A little bit of Shakespeare (sort of)

As it's summer here, I've been travelling around visiting some of my favourite places and those places on my wish list.  I love going to Stratford-Upon-Avon, and find myself going to re-visit every couple of years.  Of course, with it being the 400th anniversary of Shakespeare's death, Stratford was on my to do list.  For a start, there was a new exhibition at the birthplace, with Shakespeare's actual will on show, borrowed from the National Archives. (unfortunately, it's now been returned ).   Also, for the first time, Shakespeare's grammar school was open to the public, and is well worth a visit (more on that in a later post).   However, for me, the real gem was a visit to Harvard House.  I must have walked past it many times, and just thought it another Tudor house in Stratford.   It's in High Street.   It has no actual connection to Shakespeare, other than he would have known the occupants of the house.  It was built in 1596 by Thomas Rogers.  Rogers was an Alderman and served alongside Shakespeare's father.   He was a successful cattle and corn merchant.   Rogers daughter Katherine married Robert Havard of Southwark.  Their son John emigrated to  America.  John founded an education establishment that went on to be Harvard University.  Unbelievably, in the early 1900s, Stratford council wanted to 'modernise' the property, and thanks to novelist Maria Corelli's campaign to save it, it was purchased and given to Harvard University.  It's been restored and is now part of the Shakespeare's Birthplace Trust.   It's well worth a visit to see how a Tudor house actually was in the 1590s.  Here are some of my pictures.

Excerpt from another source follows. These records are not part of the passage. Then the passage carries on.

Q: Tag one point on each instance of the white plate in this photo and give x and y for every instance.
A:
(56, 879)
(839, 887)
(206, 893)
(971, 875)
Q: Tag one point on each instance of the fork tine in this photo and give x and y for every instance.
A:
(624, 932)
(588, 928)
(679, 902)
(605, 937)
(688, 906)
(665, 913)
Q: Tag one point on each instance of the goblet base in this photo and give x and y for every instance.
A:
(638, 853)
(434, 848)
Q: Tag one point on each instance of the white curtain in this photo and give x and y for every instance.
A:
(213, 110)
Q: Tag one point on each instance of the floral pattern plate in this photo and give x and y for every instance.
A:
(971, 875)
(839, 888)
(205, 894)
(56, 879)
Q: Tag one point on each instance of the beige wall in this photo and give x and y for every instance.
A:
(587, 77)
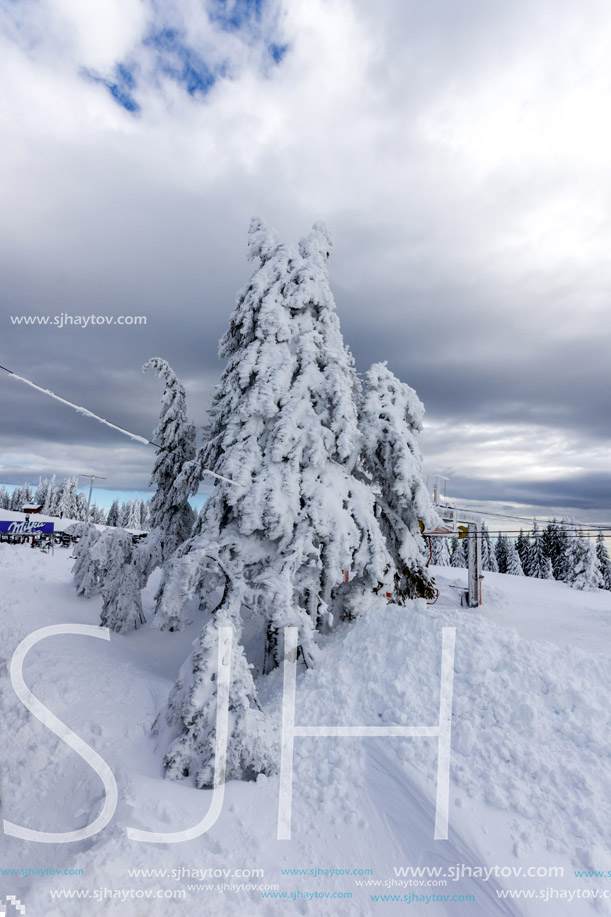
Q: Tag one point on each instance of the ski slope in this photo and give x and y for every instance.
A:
(529, 767)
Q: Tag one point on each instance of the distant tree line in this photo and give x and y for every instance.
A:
(64, 501)
(560, 551)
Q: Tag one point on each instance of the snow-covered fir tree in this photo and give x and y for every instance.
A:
(489, 564)
(604, 563)
(296, 504)
(113, 516)
(500, 552)
(171, 516)
(458, 557)
(65, 504)
(50, 498)
(98, 516)
(390, 417)
(514, 565)
(125, 513)
(134, 521)
(586, 570)
(16, 501)
(441, 554)
(86, 571)
(119, 579)
(192, 709)
(523, 548)
(538, 564)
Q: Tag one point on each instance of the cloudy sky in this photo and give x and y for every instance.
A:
(460, 151)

 Here's the house from the outside.  Note the US flag.
 Inside the house, an example of wattle and daub used to build the house.
                                                        A bedroom in the house.  
 An escape hatch built into the roof.  The house did not have a thatched roof, but being aware of fires in the house in general, an escape hatch was built.
 Some of the original 'wallpaper', made of a certain paste and a stencil used to draw a repeating pattern.  Using the original, the rest of the wall has been restored.
Original Tudor furniture commonly found in merchant houses.

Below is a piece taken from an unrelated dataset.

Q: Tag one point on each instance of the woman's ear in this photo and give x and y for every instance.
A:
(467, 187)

And yes, I did go to Warwick castle, scene of Pier's downfall.   I visited the dungeon, shuddered, and hoped once again that Guy of Warwick kept him in the prisoners rooms above.  Somehow, I doubt it.


Kasia Ogrodnik said...

Hi Anerje! It has been a while :) I'm happy to read that you're enjoying a "travelling" summer. I too spend my time with my family taking trips and sightseeing and reading Henry the Young King biography. I intent to return to regular posting as soon as I finish it, meaning the opening days of September, I guess :) Take care, dear friend :)

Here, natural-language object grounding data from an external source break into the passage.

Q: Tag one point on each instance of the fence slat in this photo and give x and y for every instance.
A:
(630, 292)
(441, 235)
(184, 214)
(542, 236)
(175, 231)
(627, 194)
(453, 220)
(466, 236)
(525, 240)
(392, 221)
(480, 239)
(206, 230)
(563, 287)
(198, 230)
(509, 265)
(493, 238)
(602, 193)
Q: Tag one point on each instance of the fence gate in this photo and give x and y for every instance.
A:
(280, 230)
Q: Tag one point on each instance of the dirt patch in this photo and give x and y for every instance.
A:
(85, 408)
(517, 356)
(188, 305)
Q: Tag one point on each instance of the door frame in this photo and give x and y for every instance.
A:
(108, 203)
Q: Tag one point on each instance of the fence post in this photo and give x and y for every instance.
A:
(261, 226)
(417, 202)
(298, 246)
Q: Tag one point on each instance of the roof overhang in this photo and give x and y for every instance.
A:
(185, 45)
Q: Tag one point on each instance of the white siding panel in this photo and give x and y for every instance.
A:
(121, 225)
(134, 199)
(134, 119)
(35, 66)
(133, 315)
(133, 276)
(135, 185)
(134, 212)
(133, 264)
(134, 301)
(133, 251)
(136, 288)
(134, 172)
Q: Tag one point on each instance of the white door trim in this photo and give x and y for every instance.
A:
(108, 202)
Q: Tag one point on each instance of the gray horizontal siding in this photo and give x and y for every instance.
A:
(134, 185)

PS Recently my hubby and I watched an interesting BBC documentary on Anne Boleyn, which made me think of you :)

Anerje said...

Hi Kasia - just got back from Scarborough- so expect a post on the castle soon. Glad you're immersed in the Young King's bio. Hope it's every thing you expected. Was the documentary 'The Last Days of Anne Boleyn'? Bit of a mixed bag - I always enjoy David Starkey.